Aquella tarde, después de cenar, fué a su despacho y sacó papel y pluma. Estuvo algunos minutos sin escribir; después se levantó, se paró ante su obra Pesqueros holandeses al atardecer y la contempló un rato. No estaba pensando en el cuadro, sino en su vida. Le iba a dejar algo en su testamento. Le iba a dejar una parte de su riqueza de sus aspiraciones, de sus acciones, de su trabajo, de todo lo que había echado de menos en la vida… Pero ¿qué era lo que había echado menos? «Pesqueros holandeses», dijo en voz alta, abstraído; se acercó al balcón y lo abrió. Se había levantado viento, y una de las hojas del roble caídas en otoño, que había escapado a la escoba del barrendero, entró en la habitación. Aparte de hacer viento, estaba todo muy tranquilo y le llegaba el olor del heliotropo, que hacía tiempo no se regaba. Pasó un murciélago. Un pájaro emitió su último piar. Y precisamente sobre el roble se encendió la primera estrella. Fausto, enchisterado, cambiaba su alma por unos años de juventud. ¡Morbosa idea! La tragedia estaba en que era imposible aquel negocio. Era imposible rejuvenecerse por amor a la vida ni por nada. No le quedaba más que contemplar la belleza desde una tremenda lejanía y legar algo en el testamento. Pero ¿cuánto? Y no diciéndole nada la dulce noche que contemplaba desde el balcón, se metió en el cuarto y se acercó a la chimenea. Allí estaban sus bronces que tanto quería: una Cleopatra con el áspid en el seno; un Sócrates; un perro jugando con otro más pequeño; un hombre fuerte y poderoso sujetando unos caballos. «Duran…», pensó. Y sintió angustia. Pasarían mil años y aquellas estatuillas subsistirían.

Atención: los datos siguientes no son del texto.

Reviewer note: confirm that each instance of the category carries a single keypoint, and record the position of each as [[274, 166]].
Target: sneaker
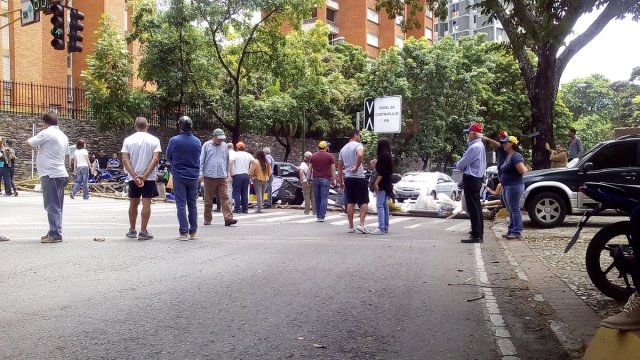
[[183, 237], [145, 235], [628, 319], [50, 239]]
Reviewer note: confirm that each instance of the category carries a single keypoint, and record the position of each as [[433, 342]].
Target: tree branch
[[612, 10]]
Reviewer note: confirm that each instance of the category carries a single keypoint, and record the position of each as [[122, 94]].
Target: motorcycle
[[610, 248]]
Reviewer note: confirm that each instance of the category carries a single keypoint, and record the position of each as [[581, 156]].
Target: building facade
[[464, 21], [29, 58], [357, 22]]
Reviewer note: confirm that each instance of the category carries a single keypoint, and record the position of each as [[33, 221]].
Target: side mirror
[[587, 167]]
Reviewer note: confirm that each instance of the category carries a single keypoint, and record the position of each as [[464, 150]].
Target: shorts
[[148, 191], [356, 191]]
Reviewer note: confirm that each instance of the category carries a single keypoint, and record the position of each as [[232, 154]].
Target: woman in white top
[[81, 166]]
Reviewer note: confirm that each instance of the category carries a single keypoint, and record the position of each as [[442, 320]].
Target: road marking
[[496, 321]]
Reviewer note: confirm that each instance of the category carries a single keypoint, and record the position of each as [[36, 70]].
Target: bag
[[372, 181]]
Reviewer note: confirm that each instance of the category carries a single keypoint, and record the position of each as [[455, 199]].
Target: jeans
[[512, 195], [186, 194], [383, 210], [53, 195], [241, 192], [5, 173], [260, 187], [321, 193], [472, 186], [82, 179]]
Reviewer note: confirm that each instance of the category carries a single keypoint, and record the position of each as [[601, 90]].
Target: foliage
[[111, 98]]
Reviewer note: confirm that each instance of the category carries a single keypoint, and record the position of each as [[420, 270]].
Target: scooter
[[610, 248]]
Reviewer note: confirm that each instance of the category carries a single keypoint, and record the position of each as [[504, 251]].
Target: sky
[[614, 52]]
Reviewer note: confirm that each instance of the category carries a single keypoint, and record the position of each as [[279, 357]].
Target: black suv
[[551, 194]]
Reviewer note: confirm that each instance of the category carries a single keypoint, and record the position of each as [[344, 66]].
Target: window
[[372, 15], [372, 39], [428, 33], [609, 156]]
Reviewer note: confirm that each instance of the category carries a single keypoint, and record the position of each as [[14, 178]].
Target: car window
[[616, 155]]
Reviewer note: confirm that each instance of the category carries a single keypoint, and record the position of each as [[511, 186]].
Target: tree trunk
[[542, 96]]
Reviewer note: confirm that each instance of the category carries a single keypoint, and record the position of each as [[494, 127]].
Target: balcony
[[332, 4]]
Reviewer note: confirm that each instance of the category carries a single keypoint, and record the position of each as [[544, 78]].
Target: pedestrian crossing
[[96, 208]]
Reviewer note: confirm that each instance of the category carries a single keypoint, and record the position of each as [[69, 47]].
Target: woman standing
[[513, 169], [260, 171], [81, 166], [383, 185]]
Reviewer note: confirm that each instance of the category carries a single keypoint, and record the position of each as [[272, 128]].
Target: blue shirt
[[510, 175], [474, 160], [183, 152], [214, 160]]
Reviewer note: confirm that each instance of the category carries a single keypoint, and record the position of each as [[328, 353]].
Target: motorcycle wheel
[[610, 277]]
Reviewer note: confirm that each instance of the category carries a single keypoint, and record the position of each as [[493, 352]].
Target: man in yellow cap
[[322, 168]]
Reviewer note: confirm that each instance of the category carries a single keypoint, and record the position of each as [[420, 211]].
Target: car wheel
[[547, 210]]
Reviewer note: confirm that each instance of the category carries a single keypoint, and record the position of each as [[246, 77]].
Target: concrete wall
[[18, 128]]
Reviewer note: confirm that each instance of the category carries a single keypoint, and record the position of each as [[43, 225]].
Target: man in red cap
[[473, 164]]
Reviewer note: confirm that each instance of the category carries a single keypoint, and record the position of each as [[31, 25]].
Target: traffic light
[[57, 20], [75, 27]]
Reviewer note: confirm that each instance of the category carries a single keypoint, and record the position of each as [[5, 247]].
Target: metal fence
[[71, 103]]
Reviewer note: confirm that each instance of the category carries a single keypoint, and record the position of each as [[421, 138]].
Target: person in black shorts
[[140, 155]]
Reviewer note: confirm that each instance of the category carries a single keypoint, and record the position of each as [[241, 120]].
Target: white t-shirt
[[81, 157], [305, 171], [241, 162], [141, 146], [52, 145]]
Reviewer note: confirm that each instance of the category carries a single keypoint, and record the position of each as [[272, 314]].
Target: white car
[[433, 183]]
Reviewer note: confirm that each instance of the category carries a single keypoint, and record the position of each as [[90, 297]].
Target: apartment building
[[464, 21], [357, 22]]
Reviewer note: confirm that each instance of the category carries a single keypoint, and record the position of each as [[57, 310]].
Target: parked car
[[412, 184], [551, 194]]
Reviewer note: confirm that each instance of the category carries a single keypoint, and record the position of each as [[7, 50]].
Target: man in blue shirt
[[183, 152], [473, 164]]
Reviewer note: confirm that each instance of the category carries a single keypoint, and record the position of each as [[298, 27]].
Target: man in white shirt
[[307, 185], [239, 169], [52, 146], [140, 156]]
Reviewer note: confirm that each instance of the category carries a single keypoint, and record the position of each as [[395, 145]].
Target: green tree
[[111, 99], [543, 27]]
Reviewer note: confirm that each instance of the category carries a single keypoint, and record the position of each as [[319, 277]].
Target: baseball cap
[[474, 127], [219, 134]]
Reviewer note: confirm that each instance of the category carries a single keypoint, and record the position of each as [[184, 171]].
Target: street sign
[[29, 14]]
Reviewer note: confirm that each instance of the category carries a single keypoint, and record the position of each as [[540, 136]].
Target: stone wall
[[19, 128]]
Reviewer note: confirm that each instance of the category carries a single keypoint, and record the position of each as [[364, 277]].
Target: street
[[277, 285]]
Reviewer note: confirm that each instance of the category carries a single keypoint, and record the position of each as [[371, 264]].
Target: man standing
[[214, 171], [558, 157], [140, 155], [575, 145], [352, 179], [473, 165], [240, 175], [183, 153], [272, 162], [52, 146], [322, 168], [307, 185]]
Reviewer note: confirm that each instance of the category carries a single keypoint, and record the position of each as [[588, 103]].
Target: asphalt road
[[277, 285]]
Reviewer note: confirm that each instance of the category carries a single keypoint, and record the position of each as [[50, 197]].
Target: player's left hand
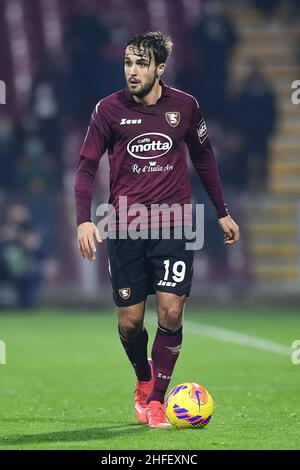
[[231, 230]]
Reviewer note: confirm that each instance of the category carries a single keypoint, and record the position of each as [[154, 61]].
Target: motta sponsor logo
[[149, 146]]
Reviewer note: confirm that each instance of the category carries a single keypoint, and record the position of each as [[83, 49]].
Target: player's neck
[[152, 97]]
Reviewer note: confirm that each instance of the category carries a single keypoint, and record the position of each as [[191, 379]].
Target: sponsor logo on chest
[[150, 145]]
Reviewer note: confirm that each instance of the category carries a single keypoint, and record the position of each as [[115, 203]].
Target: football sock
[[136, 350], [165, 351]]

¿Cuánto? Bueno, lo bastante para evitarle envejecer antes de tiempo, para conservar puras y juveniles las líneas de su rostro; lo bastante para que aquel cabello rubio se volviera gris y blanco sin prisas. Él podía vivir unos cinco años más. Para entonces, ella tendría más de treinta. ¿Cuántos? Ella no llevaba en sus venas ni una gota de su sangre. De su lealtad a su vida de más de cuarenta años, desde que se casó y fundó esa cosa misteriosa que se llama una familia, le vino esta prevención: «¡Quien no sea de tu sangre, no tiene derecho a nada tuyo!». Su verdadero futuro estaba en los que llevaban su sangre, en los que él viviría después de muerto. Se separó de sus bronces y se quedó mirando al sillón de cuero verde, en el que se había sentado y había fumado tantos cigarros. Y de repente le pareció verla sentada allí, con su vestido gris, fragante, suave, con los ojos de negro azabache, graciosa, mirándole a él. ¿Por qué? ¡Él no le importaba a ella! Lo que únicamente le importaba era el recuerdo de su amado. Pero ella estaba allí, produciéndole placer, quisiera o no, con su belleza y su gracia. Nadie tiene derecho, de viejo, a imponer su compañía; no debiera pedirle que fuera a verle y tocara para él y no recompensarla luego… En este mundo hay que pagar el placer. ¿Cuánto? Después de todo, él dejaría mucho; su hijo y sus nietos no iban a notar la falta de aquel pellizco. Él se lo había hecho todo, desde el primero al último céntimo; bien podía permitirse la satisfacción de dejar a quien quisiera algo de lo suyo. Volvió a su mesa. Escribió:
Amigo Herring:
Redácteme un codicilo a este efecto: «Dejo a mi sobrina Irene Forsyte, nacida Irene Heron, que en la actualidad usa este nombre, la cantidad de quince mil libras sin impuestos de derechos de sucesión».
Atentamente le saluda su afectísimo,
JOLYON FORSYTE.
Cuando hubo cerrado y puesto sello en el sobre, volvió al balcón. Ya estaba totalmente oscuro, pero muchas estrellas brillaban en el cielo.